With the growth of the hobby, there was always a need for more and different creatures to fill the world's tanks. Sadly, this often has meant that highly questionable methods were used to obtain specimens. The worst of these is the use of potassium cyanide to "stun" fishes to make them easy to catch. A diver takes the cyanide down to the reef and pours it over the reef. Then collects the fishes as they float up. This method of poisoning the fishes means that not only don't 90% of the fishes never make it to the store for which they were intended (Fenner, 2001), but also irreparable damage is done to the reef and other creatures left behind. Fortunately, this practice is now illegal in most fish collecting areas of the world.

I believe this is also the time when the hobby gained a reputation for being too hard for the average fish keeper. People with a small freshwater tank had only a small corner filter, an air stone and maybe an undergravel filter, all driven by a small air pump. This same person would look into a moderate size marine tank of seventy-five gallons and see a protein skimmer, a UV sterilizer, a sump, a fluidized bed filter, wet-dry filter, diverse lights, heaters, chillers, canister filters, bio-balls, several small pumps inside he tank and a main pump capable of moving five hundred gallons per hour, or more. Add to that the reputation that marine organisms are extremely delicate and it's easy to see why many shied away from the hobby.

As we begin to move forward into the early 1980's more was learned about how biology worked in the aquarium and the chemistry involved. Several new styles of aquariums such as the Dutch style began to appear.
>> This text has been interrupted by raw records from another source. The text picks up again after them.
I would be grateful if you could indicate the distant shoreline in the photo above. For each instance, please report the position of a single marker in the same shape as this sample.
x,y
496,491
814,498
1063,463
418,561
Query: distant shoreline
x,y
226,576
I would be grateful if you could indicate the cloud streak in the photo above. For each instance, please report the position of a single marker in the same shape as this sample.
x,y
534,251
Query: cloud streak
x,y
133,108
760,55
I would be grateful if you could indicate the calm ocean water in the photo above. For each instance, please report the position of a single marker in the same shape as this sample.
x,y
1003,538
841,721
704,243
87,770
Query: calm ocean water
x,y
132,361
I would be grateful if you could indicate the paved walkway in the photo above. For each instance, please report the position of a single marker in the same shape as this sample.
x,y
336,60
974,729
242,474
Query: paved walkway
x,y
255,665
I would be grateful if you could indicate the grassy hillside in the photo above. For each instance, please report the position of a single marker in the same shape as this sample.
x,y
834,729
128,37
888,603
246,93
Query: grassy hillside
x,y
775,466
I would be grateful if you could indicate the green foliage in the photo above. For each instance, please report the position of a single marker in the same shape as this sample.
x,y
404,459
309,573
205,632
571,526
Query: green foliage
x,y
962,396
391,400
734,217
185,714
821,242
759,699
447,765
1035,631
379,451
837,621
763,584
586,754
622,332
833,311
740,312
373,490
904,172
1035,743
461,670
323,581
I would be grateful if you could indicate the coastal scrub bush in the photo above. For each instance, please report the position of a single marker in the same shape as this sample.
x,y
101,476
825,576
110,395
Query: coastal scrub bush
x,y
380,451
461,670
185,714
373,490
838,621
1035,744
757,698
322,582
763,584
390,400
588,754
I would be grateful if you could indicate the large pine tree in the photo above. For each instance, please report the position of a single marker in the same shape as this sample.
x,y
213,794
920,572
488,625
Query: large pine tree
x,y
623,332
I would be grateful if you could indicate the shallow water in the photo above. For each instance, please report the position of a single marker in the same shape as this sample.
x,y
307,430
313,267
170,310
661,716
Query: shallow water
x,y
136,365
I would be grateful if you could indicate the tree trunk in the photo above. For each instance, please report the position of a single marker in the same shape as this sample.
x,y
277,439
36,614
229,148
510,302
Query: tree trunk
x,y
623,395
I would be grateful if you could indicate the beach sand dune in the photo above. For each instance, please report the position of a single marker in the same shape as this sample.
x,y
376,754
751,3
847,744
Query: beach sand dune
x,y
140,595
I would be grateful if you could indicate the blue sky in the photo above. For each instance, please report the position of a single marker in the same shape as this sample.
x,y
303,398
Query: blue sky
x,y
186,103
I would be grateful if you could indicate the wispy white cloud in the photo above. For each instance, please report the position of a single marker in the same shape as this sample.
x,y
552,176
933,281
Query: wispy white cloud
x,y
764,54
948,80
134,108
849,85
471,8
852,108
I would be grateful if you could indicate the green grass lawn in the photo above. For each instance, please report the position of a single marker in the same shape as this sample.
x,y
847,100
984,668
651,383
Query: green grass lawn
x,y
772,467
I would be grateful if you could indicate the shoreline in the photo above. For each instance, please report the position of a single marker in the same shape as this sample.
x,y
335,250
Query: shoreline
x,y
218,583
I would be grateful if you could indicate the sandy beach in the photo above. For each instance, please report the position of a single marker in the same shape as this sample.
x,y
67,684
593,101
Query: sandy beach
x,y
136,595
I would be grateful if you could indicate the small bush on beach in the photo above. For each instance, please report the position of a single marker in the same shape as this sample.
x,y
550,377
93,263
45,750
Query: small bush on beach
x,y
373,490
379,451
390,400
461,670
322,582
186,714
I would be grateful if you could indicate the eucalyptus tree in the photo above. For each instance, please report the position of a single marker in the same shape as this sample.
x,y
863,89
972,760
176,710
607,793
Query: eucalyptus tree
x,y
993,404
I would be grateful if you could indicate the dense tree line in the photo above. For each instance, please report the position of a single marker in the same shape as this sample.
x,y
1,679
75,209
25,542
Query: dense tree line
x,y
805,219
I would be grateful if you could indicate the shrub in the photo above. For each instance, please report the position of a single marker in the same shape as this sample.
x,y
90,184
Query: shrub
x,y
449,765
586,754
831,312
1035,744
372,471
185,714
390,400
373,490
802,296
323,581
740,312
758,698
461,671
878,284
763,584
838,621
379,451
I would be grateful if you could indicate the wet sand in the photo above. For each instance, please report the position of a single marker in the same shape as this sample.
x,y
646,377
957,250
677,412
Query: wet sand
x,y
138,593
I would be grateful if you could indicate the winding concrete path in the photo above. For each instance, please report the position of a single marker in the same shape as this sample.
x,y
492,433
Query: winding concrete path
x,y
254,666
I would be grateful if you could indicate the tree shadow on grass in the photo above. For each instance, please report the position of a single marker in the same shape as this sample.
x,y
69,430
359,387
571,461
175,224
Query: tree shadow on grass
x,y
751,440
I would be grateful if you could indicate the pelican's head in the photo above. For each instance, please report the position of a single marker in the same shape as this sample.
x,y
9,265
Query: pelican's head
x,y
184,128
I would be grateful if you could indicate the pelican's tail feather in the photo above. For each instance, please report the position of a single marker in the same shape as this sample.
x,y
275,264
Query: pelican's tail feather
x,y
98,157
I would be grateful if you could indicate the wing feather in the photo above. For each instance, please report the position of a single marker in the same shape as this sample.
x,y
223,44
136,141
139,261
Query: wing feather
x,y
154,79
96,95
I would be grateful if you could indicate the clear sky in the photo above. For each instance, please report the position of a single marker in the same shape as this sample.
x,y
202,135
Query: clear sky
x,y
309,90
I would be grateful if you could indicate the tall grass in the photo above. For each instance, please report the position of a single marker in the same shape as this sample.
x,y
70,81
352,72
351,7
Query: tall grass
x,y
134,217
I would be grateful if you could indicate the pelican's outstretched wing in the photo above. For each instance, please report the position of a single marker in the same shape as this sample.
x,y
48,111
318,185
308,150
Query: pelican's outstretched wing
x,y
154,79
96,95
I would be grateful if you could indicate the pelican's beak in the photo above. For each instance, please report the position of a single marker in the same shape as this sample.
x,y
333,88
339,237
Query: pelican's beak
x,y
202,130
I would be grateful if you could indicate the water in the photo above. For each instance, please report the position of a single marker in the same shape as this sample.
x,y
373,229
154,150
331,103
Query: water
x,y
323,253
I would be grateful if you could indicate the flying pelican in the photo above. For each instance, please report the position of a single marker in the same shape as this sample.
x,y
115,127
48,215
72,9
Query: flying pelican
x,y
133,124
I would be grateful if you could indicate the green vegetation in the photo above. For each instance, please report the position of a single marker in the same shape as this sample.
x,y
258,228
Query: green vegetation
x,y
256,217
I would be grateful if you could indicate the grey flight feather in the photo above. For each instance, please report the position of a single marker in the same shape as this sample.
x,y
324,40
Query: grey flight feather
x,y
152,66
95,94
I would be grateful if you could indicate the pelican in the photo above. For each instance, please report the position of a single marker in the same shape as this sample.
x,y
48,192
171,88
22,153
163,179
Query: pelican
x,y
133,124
In this style, a "wet/dry" filter used damp media, which was adapted from wastewater treatment technology to deal with many of the chemical and biological filtration issues in a small system (Tullock, 2001). Although this type was a vast improvement over what had been available up until that time, it was only suitable for fish only systems.

At about the same time the Berlin method was under development in Europe. This system used live rock and sand, vigorous protein skimming and activated carbon for filtration. The advantage to this was a more stable water chemistry, less maintenance and the ability to support a much wider variety of marine life. Coupled with advances in lighting and circulation many species that were previously thought to be keepable by only professionals were now within the reach of many home aquarists. The addition of limewater to replace evaporated water also proved highly valuable in stabilizing water chemistry and adding minerals needed for invertebrate growth.

As we approach the present day, there is a greater focus for many in the hobby in maintaining a more natural approach to keeping a marine aquarium (Fenner, 2001). Rather than trying to achieve an unrealistic and unsustainable concentration of fish and livestock, many are instead focusing their efforts on a more realistic habitat. The natural style with its low fish population and heavy use of live rock and sand, skimming and appropriate lighting is bringing many formerly discouraged aquarists back into the hobby and attracting new people every day. Fish are now the second most populous pet in the United States, exceeded only by cats but out numbering dogs. Pretty amazing for a pet you can't pick up, cuddle or sleep with.

Bibliography

Godey's Lady's Book (1857, June) Aquariums no. 1. LIV, 525. Retrieved April 12, 2004, from Accessible Archives online database

Fenner, R. (2001). The conscientious marine aquarist. Neptune City, New Jersey: T.F.H.

New England Aquarium (n.d.). Old aquariums: Boston aquarial gardens. Retrieved April 10, 2004, from http://www.neaq.org/about/history/1885.html

Stime, J. (1999). Marine ornamentals. Retrieved March 13, 2004 from http://www.aquarium-design.com/beginner/history.html

Tetra Holding (2003). The history of the aquarium. Retrieved April 9, 2004, from http://www.tetra-fish.com/aquademics/historyofaquariums.html

Tullock, J. (2001). Natural reef aquariums. Neptune City, New Jersey: T.F.H.